Insurgências afetivas: novas texturas para a existência
Nos momentos em que me debruço sobre a escritura dos pensamentos que compartilho aqui, não venho com intenções de um quase jornalismo cultural ou uma quase crítica de arte ou uma quase análise de conjuntura ou uma quase filosofia. São processos de uma percepção menor que atravessam nossos devires, nossa poiética, sugestões ou pistas de pequenas máquinas de guerra, cartografias de texturas éticas, estéticas e políticas possíveis.
São modos de produzir visibilidade sobre o que pode acontecer na emergência dos encontros no contexto da arte: quando há contágio entre os corpos, nas fissuras abertas nesse atravessamento, abre-se a possibilidade da produção de uma nova suavidade.
Insisto na potência da arte enquanto dispositivo de produção de vida. Isso tem a ver com propor a experimentação dos sabores e saberes do acontecimento e permitir a passagem de um devir-artista da humanidade que habita em nós. Essa humanidade que é inventada e que, justamente por isso, pode ser recriada sempre, que pode ser afirmada na ternura dos bons encontros e a arte se apresenta aqui como um possível, uma potência de acontecer e atualizar essas forças criadoras.
É certo que somos atravessados por afetos disparados como flechas e nem sempre encontramos linhas de expressão no verbo, nos dizeres, na palavra, ou em gramáticas mais ortodoxas.
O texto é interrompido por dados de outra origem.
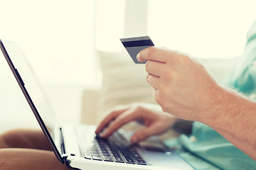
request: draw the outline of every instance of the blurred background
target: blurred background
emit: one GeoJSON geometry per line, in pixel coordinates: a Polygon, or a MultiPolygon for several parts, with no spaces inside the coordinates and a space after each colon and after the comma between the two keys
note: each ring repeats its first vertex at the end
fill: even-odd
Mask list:
{"type": "MultiPolygon", "coordinates": [[[[19,44],[59,118],[76,123],[82,91],[102,86],[98,51],[118,53],[120,38],[149,35],[156,46],[198,57],[235,57],[255,6],[254,0],[0,0],[0,38],[19,44]]],[[[38,128],[7,69],[0,67],[0,132],[38,128]]]]}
Por isso temos a possibilidade de explorar a linguagem que habita nos sons, nas cores, nos gestos, nas imagens, nos sabores, nos movimentos, no corpo.
Criançar: Experimentar um devir-criança, criar mundos, territórios afetivos insurgentes onde possamos ensaiar a invenção da invenção, a sempre singular e encantadora potência de criar e habitar mundos heterogêneos, povoados de estranhezas legítimas e fluxos de vida.
Gandhi já nos dizia que a arte da vida consiste em fazer da vida uma obra de arte. Mas, pra isso, é preciso um tanto de coragem, no sentido de um “agir com o coração”, afetando e deixando-se afetar nas intensidades de uma dança improvisada, sempre inédita, como um pisar descalço no mundo ou rolar na grama às gargalhadas, como quando, diria Vinícius, a natureza transforma a vida em canção.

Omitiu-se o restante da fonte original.